Sisterhood, Fluid Bodies and Listening to the Trees

angela farmer’s women’s retreat at harbin hot springs

Story by Charlotte Holtzermann & Photo by Stephanie Canada

Angela Farmer

“It’s all about healing and empowering women. It’s not about the form of yoga, systems or competition. The women are here to recharge and dive deep inside to uncover parts of themselves they have not had a chance to express. I’m sitting at the helm trying to guide a ship through the ocean. What comes through is guided by the spirit of the group.”

A radiant and majestic muse, Angela Farmer guides 72 women in a week-long retreat of yoga and healing arts at Harbin Hot Springs, north of Napa, September, 2007.

This year marks the ninth such retreat since 1992, of a group who has cultivated a sense of sisterhood in the fluid coming together of yoga teachers, bodyworkers, doulas, writers, therapists and athletes. It is a reunion as many of them have returned from previous retreats.

An air of community and sisterhood arises in Harbin’s enclaves nestled beneath tall pines. They bring with them their arts, and healing skills along with their breath, body and spirit to share with other women on the retreat during afternoons. On two afternoons, the women create a market of art, books, jewelry and clothing.

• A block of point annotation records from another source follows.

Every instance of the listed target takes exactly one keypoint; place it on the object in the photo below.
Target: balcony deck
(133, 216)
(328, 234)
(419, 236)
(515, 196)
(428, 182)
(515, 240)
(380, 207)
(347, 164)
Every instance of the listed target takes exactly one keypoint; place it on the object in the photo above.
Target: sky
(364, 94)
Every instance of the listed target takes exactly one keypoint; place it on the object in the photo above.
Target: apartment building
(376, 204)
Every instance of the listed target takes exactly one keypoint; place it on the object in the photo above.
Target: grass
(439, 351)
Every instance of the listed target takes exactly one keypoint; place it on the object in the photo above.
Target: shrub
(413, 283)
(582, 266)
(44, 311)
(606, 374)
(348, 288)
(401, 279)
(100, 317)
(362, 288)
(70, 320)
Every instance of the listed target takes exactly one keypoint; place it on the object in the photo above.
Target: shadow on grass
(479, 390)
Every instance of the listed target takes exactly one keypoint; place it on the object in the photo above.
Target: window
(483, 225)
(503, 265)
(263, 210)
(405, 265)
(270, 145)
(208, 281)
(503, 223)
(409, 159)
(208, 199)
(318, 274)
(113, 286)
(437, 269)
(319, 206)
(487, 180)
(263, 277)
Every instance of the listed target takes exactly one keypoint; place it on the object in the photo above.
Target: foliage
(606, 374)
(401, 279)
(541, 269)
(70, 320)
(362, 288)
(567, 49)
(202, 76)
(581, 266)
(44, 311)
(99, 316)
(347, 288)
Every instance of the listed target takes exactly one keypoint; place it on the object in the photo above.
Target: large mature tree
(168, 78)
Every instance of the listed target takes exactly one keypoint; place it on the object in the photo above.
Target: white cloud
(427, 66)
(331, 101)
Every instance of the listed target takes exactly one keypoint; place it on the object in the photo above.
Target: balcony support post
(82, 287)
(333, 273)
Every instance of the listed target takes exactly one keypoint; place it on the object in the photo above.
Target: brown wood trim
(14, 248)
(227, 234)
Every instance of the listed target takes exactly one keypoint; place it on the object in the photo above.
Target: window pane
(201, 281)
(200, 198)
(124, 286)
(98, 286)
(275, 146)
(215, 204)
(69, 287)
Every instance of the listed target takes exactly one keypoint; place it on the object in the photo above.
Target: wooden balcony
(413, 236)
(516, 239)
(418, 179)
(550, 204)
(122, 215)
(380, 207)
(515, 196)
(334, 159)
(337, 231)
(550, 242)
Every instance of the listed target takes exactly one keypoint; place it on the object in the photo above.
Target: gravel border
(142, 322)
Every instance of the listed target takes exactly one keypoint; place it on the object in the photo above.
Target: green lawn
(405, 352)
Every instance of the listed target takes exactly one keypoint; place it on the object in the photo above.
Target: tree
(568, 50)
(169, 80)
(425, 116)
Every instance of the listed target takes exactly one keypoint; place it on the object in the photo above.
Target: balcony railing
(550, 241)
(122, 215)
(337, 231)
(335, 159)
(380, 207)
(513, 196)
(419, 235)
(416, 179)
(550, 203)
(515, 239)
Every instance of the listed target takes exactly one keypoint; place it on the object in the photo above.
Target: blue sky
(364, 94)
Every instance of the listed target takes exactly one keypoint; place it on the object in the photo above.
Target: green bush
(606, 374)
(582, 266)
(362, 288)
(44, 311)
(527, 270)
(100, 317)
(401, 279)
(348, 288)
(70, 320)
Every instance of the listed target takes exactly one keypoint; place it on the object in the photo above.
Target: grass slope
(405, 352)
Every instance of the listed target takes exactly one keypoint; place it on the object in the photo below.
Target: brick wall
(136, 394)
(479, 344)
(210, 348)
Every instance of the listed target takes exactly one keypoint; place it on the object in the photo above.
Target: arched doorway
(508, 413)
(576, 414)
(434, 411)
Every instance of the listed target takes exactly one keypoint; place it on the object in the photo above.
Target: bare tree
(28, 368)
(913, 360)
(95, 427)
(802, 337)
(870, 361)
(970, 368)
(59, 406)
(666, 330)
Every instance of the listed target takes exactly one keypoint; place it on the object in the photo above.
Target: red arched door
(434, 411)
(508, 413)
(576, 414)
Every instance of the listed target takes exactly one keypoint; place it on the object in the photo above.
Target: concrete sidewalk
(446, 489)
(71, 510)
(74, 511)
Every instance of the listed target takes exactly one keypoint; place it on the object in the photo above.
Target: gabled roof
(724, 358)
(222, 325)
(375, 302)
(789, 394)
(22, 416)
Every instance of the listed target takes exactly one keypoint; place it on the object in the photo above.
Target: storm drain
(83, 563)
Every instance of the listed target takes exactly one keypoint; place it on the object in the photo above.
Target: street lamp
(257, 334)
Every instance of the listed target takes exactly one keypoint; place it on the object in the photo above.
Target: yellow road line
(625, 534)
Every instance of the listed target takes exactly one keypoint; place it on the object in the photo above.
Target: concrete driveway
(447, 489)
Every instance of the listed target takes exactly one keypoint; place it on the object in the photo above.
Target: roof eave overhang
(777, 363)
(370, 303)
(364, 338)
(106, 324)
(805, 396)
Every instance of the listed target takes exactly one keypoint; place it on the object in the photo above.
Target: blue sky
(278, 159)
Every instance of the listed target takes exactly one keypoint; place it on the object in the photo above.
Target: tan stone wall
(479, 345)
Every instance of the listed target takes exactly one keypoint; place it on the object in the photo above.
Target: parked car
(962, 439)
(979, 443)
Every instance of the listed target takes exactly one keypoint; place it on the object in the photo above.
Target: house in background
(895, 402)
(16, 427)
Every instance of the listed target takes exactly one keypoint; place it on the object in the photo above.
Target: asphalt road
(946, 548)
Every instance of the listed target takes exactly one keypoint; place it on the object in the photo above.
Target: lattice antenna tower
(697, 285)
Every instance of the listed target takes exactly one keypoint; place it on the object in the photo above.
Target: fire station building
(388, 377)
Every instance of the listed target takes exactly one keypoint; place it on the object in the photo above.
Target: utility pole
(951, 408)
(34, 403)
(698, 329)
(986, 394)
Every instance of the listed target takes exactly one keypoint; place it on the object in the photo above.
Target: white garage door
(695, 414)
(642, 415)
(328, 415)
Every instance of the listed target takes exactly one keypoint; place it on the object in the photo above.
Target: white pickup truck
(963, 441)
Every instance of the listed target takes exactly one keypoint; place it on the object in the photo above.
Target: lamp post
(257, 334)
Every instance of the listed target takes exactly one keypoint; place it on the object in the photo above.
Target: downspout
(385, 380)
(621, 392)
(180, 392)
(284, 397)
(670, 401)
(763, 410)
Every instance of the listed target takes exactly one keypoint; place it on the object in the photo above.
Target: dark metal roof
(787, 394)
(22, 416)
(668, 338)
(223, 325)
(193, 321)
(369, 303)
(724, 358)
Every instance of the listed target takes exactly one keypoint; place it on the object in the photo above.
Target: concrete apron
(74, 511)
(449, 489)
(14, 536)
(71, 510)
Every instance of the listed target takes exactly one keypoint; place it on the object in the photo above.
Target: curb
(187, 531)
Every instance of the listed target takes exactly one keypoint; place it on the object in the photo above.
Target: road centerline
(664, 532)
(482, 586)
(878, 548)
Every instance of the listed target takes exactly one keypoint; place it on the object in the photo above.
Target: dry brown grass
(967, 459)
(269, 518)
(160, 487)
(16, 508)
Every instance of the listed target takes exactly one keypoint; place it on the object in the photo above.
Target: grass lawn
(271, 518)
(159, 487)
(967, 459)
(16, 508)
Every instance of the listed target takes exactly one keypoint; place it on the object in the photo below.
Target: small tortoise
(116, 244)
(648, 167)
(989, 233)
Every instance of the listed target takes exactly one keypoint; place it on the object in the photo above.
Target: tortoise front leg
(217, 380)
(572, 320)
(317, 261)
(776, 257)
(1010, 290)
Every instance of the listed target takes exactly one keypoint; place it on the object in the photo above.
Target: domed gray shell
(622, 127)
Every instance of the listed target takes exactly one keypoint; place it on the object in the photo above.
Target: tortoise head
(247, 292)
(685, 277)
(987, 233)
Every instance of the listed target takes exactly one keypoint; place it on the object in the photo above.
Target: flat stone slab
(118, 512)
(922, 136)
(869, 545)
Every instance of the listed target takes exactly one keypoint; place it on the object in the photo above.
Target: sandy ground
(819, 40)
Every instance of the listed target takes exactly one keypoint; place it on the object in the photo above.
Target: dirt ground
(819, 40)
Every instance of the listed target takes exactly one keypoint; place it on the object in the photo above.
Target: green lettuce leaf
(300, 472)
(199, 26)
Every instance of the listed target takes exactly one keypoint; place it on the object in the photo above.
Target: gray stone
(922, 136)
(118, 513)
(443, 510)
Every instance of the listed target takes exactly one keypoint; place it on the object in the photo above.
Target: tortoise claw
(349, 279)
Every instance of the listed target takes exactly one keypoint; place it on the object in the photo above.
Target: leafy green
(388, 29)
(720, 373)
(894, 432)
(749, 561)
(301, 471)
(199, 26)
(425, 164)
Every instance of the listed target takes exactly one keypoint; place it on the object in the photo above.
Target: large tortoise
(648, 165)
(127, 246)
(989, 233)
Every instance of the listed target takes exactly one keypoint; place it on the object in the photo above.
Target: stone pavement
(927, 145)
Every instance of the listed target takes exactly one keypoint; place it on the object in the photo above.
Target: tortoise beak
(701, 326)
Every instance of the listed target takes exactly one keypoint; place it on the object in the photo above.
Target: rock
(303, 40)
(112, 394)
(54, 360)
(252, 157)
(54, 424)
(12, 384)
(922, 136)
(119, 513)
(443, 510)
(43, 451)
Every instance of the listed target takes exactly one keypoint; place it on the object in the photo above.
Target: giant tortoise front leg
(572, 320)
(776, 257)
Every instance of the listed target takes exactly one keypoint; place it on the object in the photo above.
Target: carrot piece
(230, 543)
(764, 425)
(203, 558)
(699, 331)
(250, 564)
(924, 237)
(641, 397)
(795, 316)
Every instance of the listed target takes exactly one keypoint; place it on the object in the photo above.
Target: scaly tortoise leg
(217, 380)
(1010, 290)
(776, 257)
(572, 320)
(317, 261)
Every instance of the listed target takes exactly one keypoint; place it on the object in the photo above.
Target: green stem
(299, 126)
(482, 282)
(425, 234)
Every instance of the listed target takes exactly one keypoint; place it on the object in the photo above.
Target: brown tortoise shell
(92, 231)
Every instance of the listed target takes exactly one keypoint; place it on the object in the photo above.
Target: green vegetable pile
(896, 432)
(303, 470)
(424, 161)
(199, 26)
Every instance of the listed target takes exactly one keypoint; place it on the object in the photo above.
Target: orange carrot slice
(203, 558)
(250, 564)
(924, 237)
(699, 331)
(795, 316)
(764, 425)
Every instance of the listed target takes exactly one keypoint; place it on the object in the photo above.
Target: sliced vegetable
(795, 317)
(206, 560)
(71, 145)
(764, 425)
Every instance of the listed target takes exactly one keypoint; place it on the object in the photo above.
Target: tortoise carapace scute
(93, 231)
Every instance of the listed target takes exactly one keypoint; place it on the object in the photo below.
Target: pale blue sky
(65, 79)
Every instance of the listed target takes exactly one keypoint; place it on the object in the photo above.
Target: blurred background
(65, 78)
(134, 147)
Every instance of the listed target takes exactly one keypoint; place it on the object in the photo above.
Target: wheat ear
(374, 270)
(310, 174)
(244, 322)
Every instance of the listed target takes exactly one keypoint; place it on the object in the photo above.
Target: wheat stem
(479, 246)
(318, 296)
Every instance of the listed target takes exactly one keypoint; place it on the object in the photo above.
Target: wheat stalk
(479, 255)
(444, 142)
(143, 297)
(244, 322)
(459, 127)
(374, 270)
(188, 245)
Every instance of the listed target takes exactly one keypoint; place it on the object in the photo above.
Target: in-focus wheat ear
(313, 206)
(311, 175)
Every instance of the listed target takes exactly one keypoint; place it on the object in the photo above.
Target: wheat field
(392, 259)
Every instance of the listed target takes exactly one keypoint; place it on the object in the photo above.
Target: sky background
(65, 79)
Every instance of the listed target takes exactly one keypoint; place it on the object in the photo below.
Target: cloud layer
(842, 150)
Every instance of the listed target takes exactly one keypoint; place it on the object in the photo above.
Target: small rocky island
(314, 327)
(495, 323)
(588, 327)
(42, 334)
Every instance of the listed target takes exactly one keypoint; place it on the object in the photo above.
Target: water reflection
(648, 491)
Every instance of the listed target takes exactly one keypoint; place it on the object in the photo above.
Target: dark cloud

“Everybody works. We’re a sisterhood here. We’re not being served. We’re serving each other. It’s a sacred space and all of us know it. We are invited to bloom as women, to explore our beauty, our radiance, our fullness in life,” said Simran Skie, who originated the event. After breakfast, the women share in shifts of chopping onions, peppers, basil and celery at tables on the deck. In crisp morning air, a round of communal life begins as the women swap stories, dreams and announcements.

Angela leads morning and evening classes in exploring internal movement in asana (posture) and meditation. Between practice sessions, the women soak in mineral pools, journal, hike and share bodywork. Angela encourages bodywork, particularly the aquatic variety; she feels that we get dry and brittle in the lives we lead, and that aquatic bodywork wakes up the fluid content of our bodies. After practice sessions, we are introduced to the bodyworkers at Harbin who incorporate modalities from craniosacral to Breema.

Morning practice is from 9:30 to 12:30. I find space for my mat under red and mauve chiffon draped over the rafters. Organizer Patricia Schneider and a team of helpers arrive in advance to prepare our space with vases of lilies and birds-of-paradise. These are soft walking women wearing gentle smiles, pendants and earth-tone leggings.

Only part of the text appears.